Я глянул на пятерых сопливых девчонок во дворе, мал мала меньше:
— Да, жена у тебя что надо, как сука, одного за другим приносит.
— Не надо такие слова говорить, дружок, обидно это. Мал ещё, погоди вот, подрастёшь, тогда поймёшь.
— Мне с тобой лясы точить некогда, — заявил я. — Мне сестра нужна. — И крикнул прямо в окно: — Сестра, а, сестра, меня мать за тобой прислала, Цзиньлун помирает!
В это время в доме раздался крик новорождённого. Чэнь Дафу подскочил к окну как ошпаренный:
— Кто? Кто?
— С загогулиной, — донёсся слабый женский голос.

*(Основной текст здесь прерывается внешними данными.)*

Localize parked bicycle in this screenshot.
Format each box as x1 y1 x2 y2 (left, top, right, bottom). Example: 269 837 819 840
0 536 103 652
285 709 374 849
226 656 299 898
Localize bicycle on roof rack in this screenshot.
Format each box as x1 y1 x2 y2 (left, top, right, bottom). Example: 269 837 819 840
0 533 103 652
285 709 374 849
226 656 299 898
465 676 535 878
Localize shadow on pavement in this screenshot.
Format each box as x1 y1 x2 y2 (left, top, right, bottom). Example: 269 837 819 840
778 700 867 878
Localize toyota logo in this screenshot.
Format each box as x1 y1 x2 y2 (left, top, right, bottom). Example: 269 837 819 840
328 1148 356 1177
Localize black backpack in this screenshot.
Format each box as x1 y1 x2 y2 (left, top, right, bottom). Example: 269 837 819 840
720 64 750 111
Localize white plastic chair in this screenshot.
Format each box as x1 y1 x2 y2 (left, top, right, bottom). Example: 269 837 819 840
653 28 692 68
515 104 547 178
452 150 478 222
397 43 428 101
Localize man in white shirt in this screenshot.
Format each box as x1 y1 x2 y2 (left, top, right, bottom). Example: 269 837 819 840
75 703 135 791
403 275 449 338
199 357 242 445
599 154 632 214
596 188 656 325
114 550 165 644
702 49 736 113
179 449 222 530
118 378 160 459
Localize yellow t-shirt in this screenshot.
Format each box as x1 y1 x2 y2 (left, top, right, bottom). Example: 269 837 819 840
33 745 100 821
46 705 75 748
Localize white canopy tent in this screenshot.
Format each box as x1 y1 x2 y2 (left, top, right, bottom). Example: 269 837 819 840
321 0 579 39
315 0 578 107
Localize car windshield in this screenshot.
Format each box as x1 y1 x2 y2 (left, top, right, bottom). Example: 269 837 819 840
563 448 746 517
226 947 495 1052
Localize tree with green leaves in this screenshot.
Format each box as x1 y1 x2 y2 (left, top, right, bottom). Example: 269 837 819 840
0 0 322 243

Чэнь обхватил руками голову и заходил по снегу перед окном кругами, подвывая:
— У-у… У-у… Правитель небесный, на сей раз раскрыл ты очи свои, будет теперь и у меня, Чэнь Дафу, кому возжигать благовония…

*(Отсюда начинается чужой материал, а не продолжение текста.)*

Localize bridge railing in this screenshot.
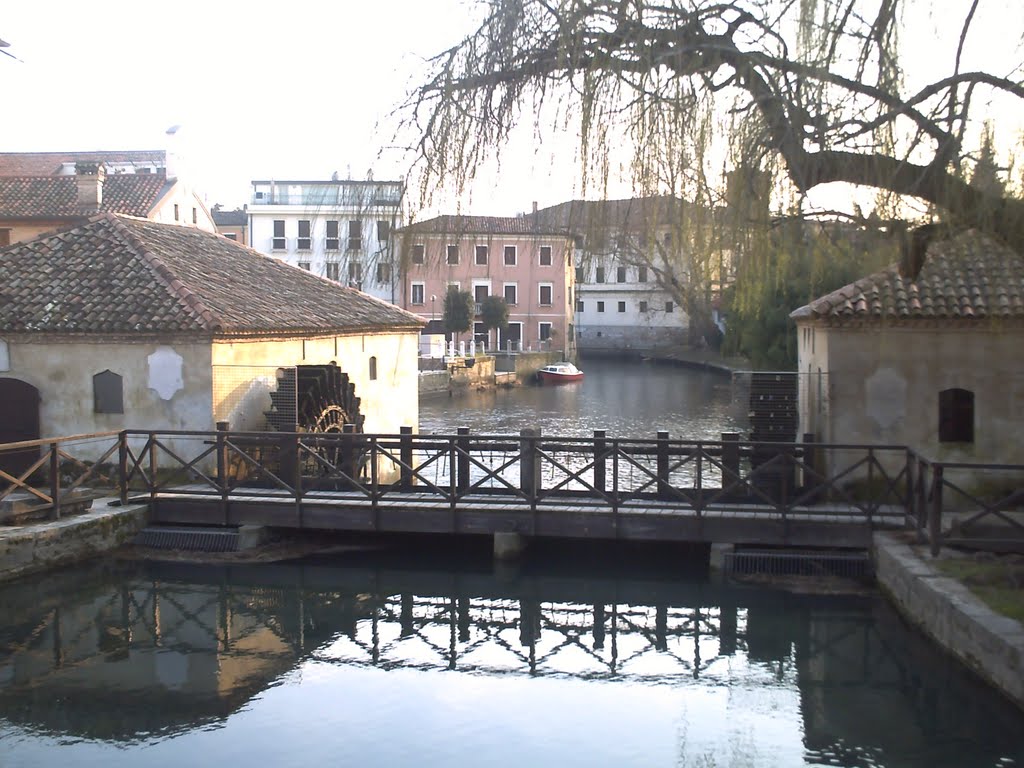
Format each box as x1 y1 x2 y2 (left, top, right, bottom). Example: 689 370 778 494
911 455 1024 555
0 432 122 522
120 428 915 524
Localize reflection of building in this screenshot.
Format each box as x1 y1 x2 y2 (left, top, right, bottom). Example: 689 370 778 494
400 216 575 355
0 214 423 460
0 151 214 247
247 179 404 303
792 234 1024 464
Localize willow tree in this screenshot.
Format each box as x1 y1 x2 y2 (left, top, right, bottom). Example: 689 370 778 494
406 0 1024 286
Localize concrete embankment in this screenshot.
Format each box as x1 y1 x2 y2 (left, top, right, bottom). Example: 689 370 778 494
0 499 148 582
874 532 1024 709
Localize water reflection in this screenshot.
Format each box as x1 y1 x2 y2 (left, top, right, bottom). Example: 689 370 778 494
0 555 1024 766
420 359 746 440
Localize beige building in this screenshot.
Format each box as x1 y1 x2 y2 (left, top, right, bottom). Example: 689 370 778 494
792 233 1024 463
0 151 216 247
0 214 424 473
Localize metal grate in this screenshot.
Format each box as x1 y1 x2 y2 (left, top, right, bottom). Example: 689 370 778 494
723 549 874 581
135 527 239 552
213 366 296 432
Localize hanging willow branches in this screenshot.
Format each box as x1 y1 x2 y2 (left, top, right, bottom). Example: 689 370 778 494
404 0 1024 272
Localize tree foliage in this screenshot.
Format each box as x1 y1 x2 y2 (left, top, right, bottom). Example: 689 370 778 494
722 218 895 371
406 0 1024 273
444 286 476 335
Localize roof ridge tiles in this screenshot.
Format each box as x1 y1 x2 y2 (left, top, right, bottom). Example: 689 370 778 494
102 213 223 332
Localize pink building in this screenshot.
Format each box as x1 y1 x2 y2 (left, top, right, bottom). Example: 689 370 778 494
399 216 575 355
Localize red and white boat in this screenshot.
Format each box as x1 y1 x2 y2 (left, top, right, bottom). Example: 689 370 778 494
537 362 583 384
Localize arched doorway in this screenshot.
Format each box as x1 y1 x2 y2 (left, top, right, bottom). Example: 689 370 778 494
0 378 39 477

Запыхавшись выбежала сестра и взволнованно спросила меня, что случилось.
— Цзиньлун помирает, — повторил я. — С помоста упал, того и гляди ноги протянет.
Растолкав толпу, сестра присела на корточки рядом с Цзиньлуном. Сначала потрогала ноздри, потом пощупала руку, лоб, встала и сурово скомандовала:
— Быстро в помещение его! — «Четверо стражей» подхватили брата и направились в канцелярию. Но сестра остановила их: — Домой несите, на кан!

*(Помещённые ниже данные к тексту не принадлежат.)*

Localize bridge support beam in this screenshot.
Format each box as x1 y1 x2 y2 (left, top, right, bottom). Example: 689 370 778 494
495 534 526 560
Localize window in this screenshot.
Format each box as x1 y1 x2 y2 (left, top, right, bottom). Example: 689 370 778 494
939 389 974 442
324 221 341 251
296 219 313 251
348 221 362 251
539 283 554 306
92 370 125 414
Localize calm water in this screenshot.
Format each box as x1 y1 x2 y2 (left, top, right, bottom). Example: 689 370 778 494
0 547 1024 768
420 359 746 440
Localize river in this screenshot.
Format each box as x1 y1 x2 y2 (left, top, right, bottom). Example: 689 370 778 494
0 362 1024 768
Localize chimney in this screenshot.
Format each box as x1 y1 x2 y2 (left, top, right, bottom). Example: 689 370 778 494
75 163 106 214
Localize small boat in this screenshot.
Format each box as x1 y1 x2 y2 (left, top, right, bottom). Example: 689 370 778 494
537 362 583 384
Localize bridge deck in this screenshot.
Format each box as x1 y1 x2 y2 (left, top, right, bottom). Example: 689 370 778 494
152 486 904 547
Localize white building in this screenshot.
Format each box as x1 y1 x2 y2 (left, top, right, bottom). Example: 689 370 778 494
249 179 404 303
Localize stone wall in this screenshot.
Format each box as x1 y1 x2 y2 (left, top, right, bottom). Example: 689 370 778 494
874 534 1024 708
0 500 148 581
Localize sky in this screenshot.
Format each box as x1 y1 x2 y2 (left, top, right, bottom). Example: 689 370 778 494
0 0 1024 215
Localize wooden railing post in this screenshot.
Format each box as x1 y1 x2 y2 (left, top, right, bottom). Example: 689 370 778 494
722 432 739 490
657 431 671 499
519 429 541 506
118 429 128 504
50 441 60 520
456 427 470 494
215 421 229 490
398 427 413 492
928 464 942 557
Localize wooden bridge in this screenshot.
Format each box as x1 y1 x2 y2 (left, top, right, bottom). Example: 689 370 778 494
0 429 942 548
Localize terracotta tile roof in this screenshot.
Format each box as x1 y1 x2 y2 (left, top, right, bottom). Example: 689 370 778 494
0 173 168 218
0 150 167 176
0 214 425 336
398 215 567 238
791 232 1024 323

Те тут же повернули, занесли брата в дом матери и положили на тёплый кан. Сестра покосилась на сестёр Хуан. У тех глаза полны слёз, на обмороженных щеках волдыри повскакивали. На белой коже они смотрелись как спелые вишенки.
Сестра расстегнула брату ремень, который он не снимал ни днём, ни ночью, и вместе со стартовым пистолетом швырнула в угол, зашибив мышь, вылезшую поглазеть, что за шум. Та пискнула и сдохла, из ноздрей у неё показалась кровь. Затем сестра спустила ему штаны. С оголившейся багровой ягодицы посыпались полчища вшей. Нахмурившись, сестра обломила пинцетом ампулу, набрала лекарства в шприц и кое-как всадила ему в зад. Сделала два укола подряд и поставила капельницу. Действовала она умело, вену нашла с первого раза. В это время вошла У Цюсян с чашкой имбирного отвара для брата. Мать глазами спросила разрешения у сестры. Та не сказала ни «да», ни «нет», лишь кивнула. И У Цюсян стала вливать отвар ему в рот суповой ложкой. Губы у неё открывались и изгибались вместе с движениями его губ. Я много раз видел, как при кормлении ребёнка матери тоже открывают рот вместе с ним и жуют тоже. Это чувство неподдельно, его нельзя сымитировать, поэтому я понял, что она относится к брату как к своему ребёнку. Стало ясно, что у неё непростые чувства по отношению к нему. Да и отношения наших семей непростые — то, что называется, «смесь куриных перьев и пёрышек лука». Губы У Цюсян двигались вслед за губами брата не из-за особых отношений между нашими семьями, а потому что она видела, что на душе у дочерей, стала свидетельницей того, какие таланты проявил брат во время этой революции, и уже утвердилась в том, что одна из дочерей выйдет за него замуж и брат станет для неё идеальным зятем. При мысли об этом на душе у меня всё закипело с остротой жгучего супа, и я уже не думал о том, останется брат жив или нет. К У Цюсян я никогда симпатии не испытывал, но, увидев, как она бежит из ивовой рощицы, почувствовал к ней большую близость. После того случая она всякий раз при встрече вспыхивала и отводила глаза. Я стал обращать внимание на её гибкую талию, бледные уши и красную родинку на одной мочке. И её негромкий смех был какой-то притягательный. Однажды вечером, когда я помогал отцу кормить вола, она тихонько проскользнула под навес и сунула мне два ещё тёплых куриных яйца. Потом прижала мою голову к груди, погладила и прошептала: «Славный парнишка, ты ведь ничего не видел, верно?» Вол во мраке боднул рогом столбик, глаза у него горели как два факела. Она испуганно оттолкнула меня, повернулась и выскочила. Я провожал глазами её силуэт, скользящий в звёздном свете, испытывая в душе бурю неописуемых чувств.